Она закрывает рот, и снова качает головой.
— Я думала, ты умер. — плачет она. — После того, как Фрэнк умер, я продолжала надеяться, и все спрашивала о тебе. Ты ведь всегда был где-то рядом, и вдруг исчез. Я думала, ты умер. — Я протягиваю руку, чтобы погладить её по плечу, и она хватает её. — Хочу, чтоб ты знал, — она продолжает, и слезы бегут все быстрее, — я не знала об их романе, пока твоя мать не умерла, и я никогда не винила её. Никогда.
— Я знаю.
— Нет, ты должен мне поверить. Мне было больно от того, что случилось с твоей мамой. Если бы я была умнее, этого, может быть, и не случилось бы. Если бы я знала, что происходит, я бы смогла прекратить это.
Я не знаю, почему она сейчас говорит о том романе. Все в округе знали, что Джон не верен Мари. Такое впечатление, что только она не знала об этом. Она действительно была настолько бестолковой?
— Послушай. Я здесь не для того, чтобы говорить о моей матери. Я здесь, чтобы поговорить о Ребекке.
Она отпускает мою руку, и опускает голову.
— Последний раз мы разговаривали месяц назад, и я все продолжала давить на неё. Я сказала, что ей необходимо сказать своему парню, что им пора назначить дату свадьбы. Она ответила мне, «Ма, тебе стоит перестать говорить об этом, или я никогда не познакомлю вас». И больше я ничего от нее не слышала.
Последняя вещь, которую я хотел бы обсудить во время визита к Мари, так это чертову свадьбу Ребекки и Августа. Особенно, когда этот маленький ублюдок, только что попал на вершину моего черного списка. Но я должен вести себя уважительно, я не могу напугать Мари. Она нужна мне на моей стороне.

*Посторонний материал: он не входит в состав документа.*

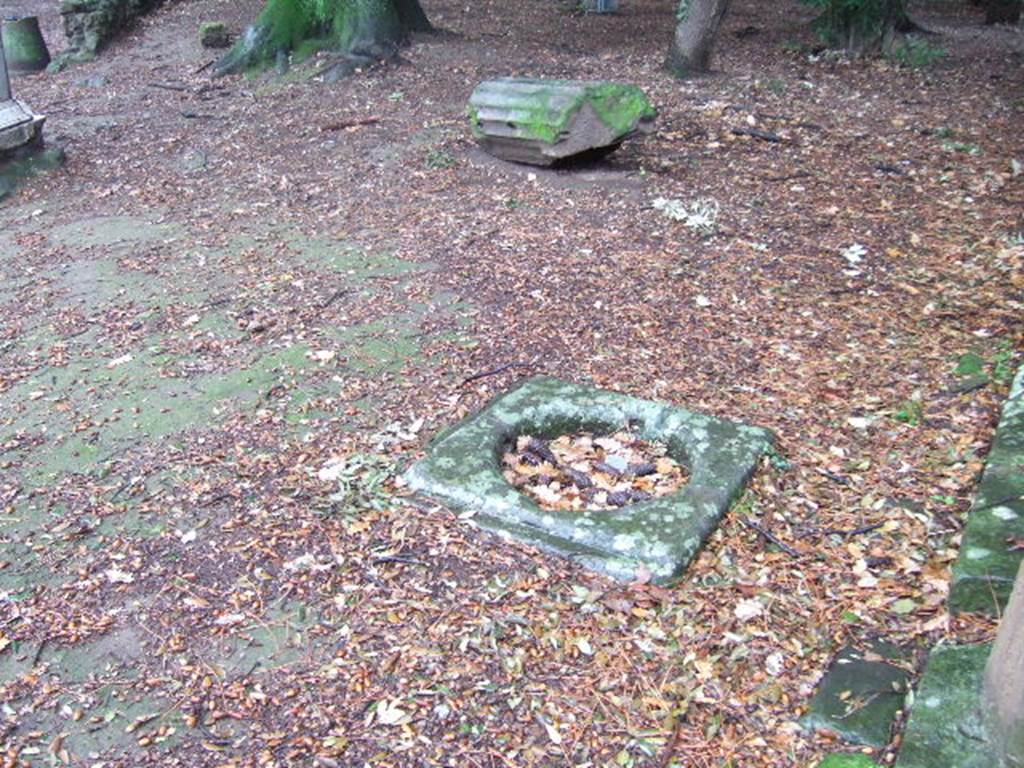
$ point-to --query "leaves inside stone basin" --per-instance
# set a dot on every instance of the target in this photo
(583, 471)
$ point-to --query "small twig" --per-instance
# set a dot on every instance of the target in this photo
(835, 477)
(493, 372)
(397, 558)
(763, 135)
(770, 537)
(342, 124)
(886, 168)
(333, 298)
(670, 749)
(39, 652)
(847, 532)
(189, 115)
(168, 86)
(791, 177)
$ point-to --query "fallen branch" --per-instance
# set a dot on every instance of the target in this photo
(342, 124)
(790, 177)
(847, 532)
(493, 372)
(168, 86)
(332, 298)
(770, 537)
(763, 135)
(670, 749)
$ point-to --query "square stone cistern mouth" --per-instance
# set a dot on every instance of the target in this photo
(659, 536)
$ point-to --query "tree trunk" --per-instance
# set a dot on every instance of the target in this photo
(863, 29)
(694, 39)
(1003, 11)
(363, 31)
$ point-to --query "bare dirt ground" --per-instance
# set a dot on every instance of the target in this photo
(228, 320)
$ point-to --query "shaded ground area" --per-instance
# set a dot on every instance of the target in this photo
(228, 318)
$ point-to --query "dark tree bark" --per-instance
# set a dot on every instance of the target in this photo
(694, 39)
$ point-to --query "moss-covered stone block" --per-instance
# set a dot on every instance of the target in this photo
(861, 693)
(91, 25)
(659, 536)
(540, 122)
(22, 166)
(24, 46)
(990, 551)
(214, 35)
(946, 726)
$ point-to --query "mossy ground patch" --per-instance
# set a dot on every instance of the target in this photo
(658, 536)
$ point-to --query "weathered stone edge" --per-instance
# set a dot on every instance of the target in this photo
(461, 470)
(984, 571)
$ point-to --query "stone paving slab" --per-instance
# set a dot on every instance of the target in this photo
(462, 469)
(946, 728)
(984, 572)
(860, 694)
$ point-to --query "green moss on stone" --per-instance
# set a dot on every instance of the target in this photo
(858, 698)
(986, 566)
(662, 535)
(946, 728)
(24, 46)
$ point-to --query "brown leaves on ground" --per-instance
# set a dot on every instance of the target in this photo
(585, 471)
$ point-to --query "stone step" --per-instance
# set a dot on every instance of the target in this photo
(540, 122)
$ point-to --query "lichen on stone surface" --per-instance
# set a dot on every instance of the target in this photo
(658, 536)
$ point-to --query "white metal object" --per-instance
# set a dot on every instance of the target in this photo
(18, 126)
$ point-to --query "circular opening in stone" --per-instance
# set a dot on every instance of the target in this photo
(583, 471)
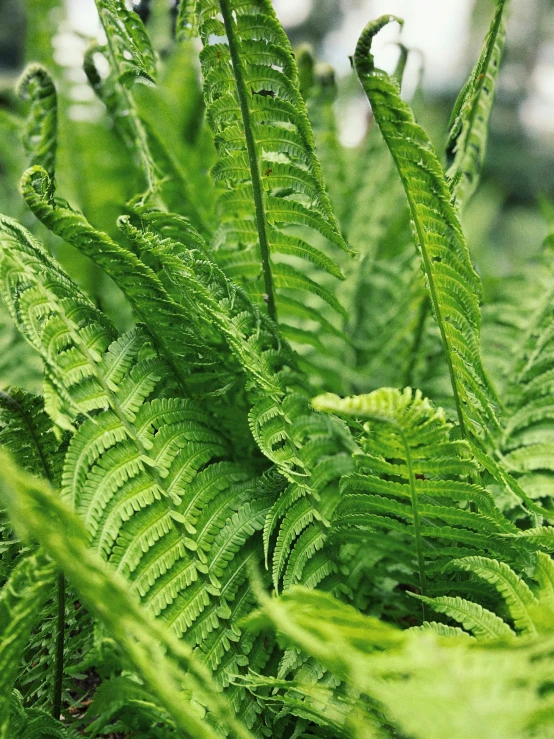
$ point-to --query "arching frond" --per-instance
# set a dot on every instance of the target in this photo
(467, 138)
(270, 175)
(454, 287)
(21, 601)
(41, 132)
(128, 41)
(149, 647)
(164, 318)
(410, 487)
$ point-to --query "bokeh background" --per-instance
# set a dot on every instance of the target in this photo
(445, 36)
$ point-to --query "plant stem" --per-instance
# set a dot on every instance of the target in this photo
(58, 679)
(257, 188)
(417, 524)
(423, 311)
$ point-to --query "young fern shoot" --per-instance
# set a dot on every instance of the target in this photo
(453, 285)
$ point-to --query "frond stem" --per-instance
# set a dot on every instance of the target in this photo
(436, 305)
(60, 639)
(257, 188)
(417, 524)
(422, 318)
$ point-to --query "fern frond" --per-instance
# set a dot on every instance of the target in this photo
(270, 175)
(454, 287)
(515, 591)
(50, 311)
(408, 493)
(21, 601)
(128, 41)
(473, 617)
(150, 648)
(41, 132)
(468, 127)
(420, 678)
(164, 318)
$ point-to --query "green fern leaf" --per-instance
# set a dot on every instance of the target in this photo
(150, 647)
(41, 133)
(453, 285)
(21, 600)
(468, 128)
(473, 617)
(128, 41)
(267, 165)
(515, 591)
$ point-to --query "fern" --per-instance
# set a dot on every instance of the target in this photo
(184, 458)
(410, 479)
(467, 139)
(267, 163)
(453, 285)
(147, 643)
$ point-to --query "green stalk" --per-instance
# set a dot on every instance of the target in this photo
(423, 311)
(257, 188)
(417, 523)
(58, 679)
(434, 299)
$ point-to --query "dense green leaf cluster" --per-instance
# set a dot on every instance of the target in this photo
(228, 513)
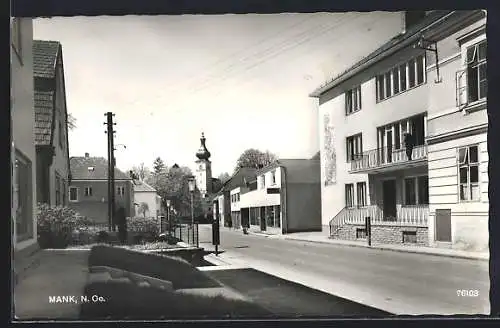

— Мари, я здесь, чтобы сказать, я собираюсь вернуть Ребекку назад. И я не имею в виду, на Манхэттан, где она снова может месяцами не звонить тебе. Я имею в виду сюда, в этот дом, где ты сможешь обнять её, и выбрать с ней свадебное платье.
— Она помолвлена?
— Еще нет.
— Ох, Марко. Благослови тебя. — Она встает со стула и обнимает меня. — Господь благослови тебя, Марко. Я знаю, твоя мама наблюдает за тобой. Я чувствую, что все будет хорошо. Я знаю, ты вернешь Ребекку. Я просто знаю это.
— Обязательно. Даже, если это будет последним, что я сделаю.